Bharat Dynamics IPO launched; why you should buy into this Rs 960 crore offering
Bharat Dynamics IPO: The Hyderabad-headquartered company will not receive any proceeds from the offer as the funds raised will go to government's divestment kitty. The prime purpose of the issue is to achieve the benefits of listing shares on stock exchanges, the company said in its red herring prospectus (RHP).
Bharat Dynamics, defence public sector unit, launched its Rs 960 crore initial public offering (IPO) on Tuesday with the analysts recommending 'subscribe' on the issue thanks to cheaper valuations as compared to its listed peers. The company will be world's first missile manufacturer to be listed on the bourses. The Mini-ratna defence PSU has fixed the price band between Rs 413 and Rs 428 per equity share. A discount of Rs 10 per share would be offered to employees and retail individual bidders.
The public issue is an offer for sale wherein the government will sell a total of 22,451,953 shares of Bharat Dynamics, diluting its stake by about 12 per cent. The issue will close on March 15.

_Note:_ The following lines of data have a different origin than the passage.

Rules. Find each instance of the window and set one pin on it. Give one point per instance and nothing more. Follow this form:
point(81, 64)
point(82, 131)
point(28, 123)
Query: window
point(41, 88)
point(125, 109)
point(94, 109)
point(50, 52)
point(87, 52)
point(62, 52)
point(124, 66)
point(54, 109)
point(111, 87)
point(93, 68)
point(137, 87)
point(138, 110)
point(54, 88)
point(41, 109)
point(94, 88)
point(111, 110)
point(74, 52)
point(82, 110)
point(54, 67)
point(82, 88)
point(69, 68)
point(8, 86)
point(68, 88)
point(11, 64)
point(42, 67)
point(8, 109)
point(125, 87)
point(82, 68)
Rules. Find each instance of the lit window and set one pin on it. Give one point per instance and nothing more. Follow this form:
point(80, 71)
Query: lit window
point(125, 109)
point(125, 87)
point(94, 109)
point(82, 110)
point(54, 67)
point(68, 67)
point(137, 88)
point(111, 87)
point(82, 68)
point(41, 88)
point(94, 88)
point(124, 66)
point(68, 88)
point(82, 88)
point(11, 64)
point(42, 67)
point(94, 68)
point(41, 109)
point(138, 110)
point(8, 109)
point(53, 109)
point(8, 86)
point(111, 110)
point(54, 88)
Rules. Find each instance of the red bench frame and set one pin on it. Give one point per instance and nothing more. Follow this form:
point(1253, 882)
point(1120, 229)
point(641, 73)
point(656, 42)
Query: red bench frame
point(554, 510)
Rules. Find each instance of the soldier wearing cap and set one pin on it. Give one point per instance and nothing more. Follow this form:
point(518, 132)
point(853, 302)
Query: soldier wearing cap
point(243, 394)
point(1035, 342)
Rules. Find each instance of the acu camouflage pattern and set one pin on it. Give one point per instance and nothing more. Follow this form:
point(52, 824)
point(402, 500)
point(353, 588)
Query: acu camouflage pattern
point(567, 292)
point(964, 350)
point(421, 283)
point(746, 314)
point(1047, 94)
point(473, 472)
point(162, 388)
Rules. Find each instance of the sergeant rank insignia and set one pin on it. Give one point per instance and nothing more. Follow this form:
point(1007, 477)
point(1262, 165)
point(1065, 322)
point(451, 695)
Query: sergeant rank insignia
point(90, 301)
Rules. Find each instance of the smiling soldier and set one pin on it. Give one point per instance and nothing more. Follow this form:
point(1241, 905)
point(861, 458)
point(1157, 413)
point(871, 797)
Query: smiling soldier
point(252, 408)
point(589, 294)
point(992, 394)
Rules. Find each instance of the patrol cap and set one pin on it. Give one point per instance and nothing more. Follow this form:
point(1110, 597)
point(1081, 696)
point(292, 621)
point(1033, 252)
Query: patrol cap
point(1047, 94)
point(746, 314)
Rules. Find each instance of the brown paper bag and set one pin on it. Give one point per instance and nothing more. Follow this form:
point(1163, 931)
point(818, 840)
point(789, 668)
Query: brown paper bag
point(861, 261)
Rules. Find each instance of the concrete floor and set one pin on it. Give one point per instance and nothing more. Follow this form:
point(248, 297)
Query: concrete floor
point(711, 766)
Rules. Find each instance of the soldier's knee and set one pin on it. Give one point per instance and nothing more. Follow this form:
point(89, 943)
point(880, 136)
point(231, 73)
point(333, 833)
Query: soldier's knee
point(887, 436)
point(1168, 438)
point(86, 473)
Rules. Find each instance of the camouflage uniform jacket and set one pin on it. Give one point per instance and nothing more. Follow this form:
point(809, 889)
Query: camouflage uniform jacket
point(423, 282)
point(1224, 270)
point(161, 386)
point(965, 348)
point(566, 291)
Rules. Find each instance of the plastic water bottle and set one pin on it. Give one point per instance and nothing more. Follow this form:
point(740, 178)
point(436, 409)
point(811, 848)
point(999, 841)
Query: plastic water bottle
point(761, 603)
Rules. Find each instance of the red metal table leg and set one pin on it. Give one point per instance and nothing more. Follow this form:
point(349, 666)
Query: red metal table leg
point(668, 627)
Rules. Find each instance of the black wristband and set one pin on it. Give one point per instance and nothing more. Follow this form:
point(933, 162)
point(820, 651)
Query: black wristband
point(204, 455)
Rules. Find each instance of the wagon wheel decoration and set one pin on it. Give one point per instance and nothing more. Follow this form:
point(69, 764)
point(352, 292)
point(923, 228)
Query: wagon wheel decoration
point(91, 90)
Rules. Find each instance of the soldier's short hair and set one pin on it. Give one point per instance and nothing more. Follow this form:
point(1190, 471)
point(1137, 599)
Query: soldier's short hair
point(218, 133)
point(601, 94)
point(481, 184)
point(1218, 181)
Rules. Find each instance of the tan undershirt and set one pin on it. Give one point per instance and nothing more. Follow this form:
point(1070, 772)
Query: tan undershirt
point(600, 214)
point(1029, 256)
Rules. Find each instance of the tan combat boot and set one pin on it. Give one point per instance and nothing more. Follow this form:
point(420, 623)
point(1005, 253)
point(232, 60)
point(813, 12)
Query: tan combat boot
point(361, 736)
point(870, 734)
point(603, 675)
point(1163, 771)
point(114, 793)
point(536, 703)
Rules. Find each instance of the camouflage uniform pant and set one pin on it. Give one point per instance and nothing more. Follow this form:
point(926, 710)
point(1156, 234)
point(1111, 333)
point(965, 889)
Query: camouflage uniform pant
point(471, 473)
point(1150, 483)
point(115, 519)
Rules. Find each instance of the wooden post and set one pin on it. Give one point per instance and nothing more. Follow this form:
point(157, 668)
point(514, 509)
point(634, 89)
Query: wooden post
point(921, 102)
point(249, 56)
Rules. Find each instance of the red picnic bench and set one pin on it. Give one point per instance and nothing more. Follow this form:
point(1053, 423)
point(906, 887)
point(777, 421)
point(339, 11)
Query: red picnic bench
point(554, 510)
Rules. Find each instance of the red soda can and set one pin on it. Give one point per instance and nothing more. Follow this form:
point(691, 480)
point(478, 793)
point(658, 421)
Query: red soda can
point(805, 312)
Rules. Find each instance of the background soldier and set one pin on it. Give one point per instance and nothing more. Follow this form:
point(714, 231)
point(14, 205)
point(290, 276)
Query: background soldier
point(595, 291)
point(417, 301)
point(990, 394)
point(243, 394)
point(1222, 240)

The Hyderabad-headquartered company will not receive any proceeds from the offer as the funds raised will go to government's divestment kitty. The prime purpose of the issue is to achieve the benefits of listing shares on stock exchanges, the company said in its red herring prospectus (RHP).
Here is what brokerages recommend on the issue:
In terms of valuations, the pre-issue P/E works out to 22.7x 1HFY2018 annualized earnings (at the upper end of the issue price band), which is lower compared to Bharat Dynamics’ peers like Bharat Electron and Apollo Micro System
(trading at 33.6x and 40.7x of its 1HFY2018 annualized earnings respectively). Further, BDL has a strong order book and revenue visibility, coupled with superior return ratios compared to peers. Hence, considering the above positive factors including growth in the defence industry, we recommend ‘subscribe’ on the issue.
Geojit Financial Services
The government is giving greater priority to defence in its “Make in India” programme with emphasis on indigenisation to reduce import cost. BDL’s focus on increase in indigenisation of products, strong focus on R&D and exports is expected to boost revenue visibility and profitability going forward. BDL’s ability to efficiently produce, deliver the products and services in a timely manner makes them stand out of the crowd. At an upper price band of Rs 428, BDL is available at a reasonable valuation of 16x on FY17 EPS. As Indian defence industry is poised for growth, we recommend ‘subscribe’ to the issue, with a long term perspective.
ICICI Direct Securities
We recommend subscribe only for long term on the offering based on a robust order book of 10,453 crore, strong order inflow visibility, best-inclass execution capabilities and a leverage free balance sheet. The stock is being offered at reasonable valuations (16x FY17 EPS), at the upper band of Rs 428 per share.
At the higher end of the price band of Rs 428, the issue is priced at P/E of 16x (post dilution) on FY17 and 22.7x on H1FY18 (annualized) basis. The company has no listed peers engaged in the similar line of business (manufacturing missiles). At this valuation, the issue seems reasonably priced. The opportunities that are expected to arise in the defence space given the government focus along with upcoming orders from the Akash Weapon System and need for equipment modernisation are likely to be positive for BDL. Given the reasonable valuations and growth prospects, investors can subscribe to the issue from a long term perspective. It must be noted that, owing to the current market volatility listing gains may be capped.
Bharat Dynamics is the sole supplier of SAMs and ATGMs to the Indian armed forces. The company is investing in its R&D capabilities that would help it to enhance its product portfolio (like new generation SAMs, ATGMs, and heavy weight torpedoes). In order to diversify customer base, BDL is looking at exporting its products (Akash SAM, light weight torpedoes and countermeasure dispensing system). Exports currently are 2-3 per cent of revenue, the first export order that the company has received is expected to be executed in FY19. Better penetration in international markets and new product offerings are key triggers for future business growth.
Cancellation/modification of existing orders, lower budget allocation may adversely affect the business.
Significant decrease in demand for products or increase in raw material prices may adversely affect the business.
Increase in competition from other players can impact the business.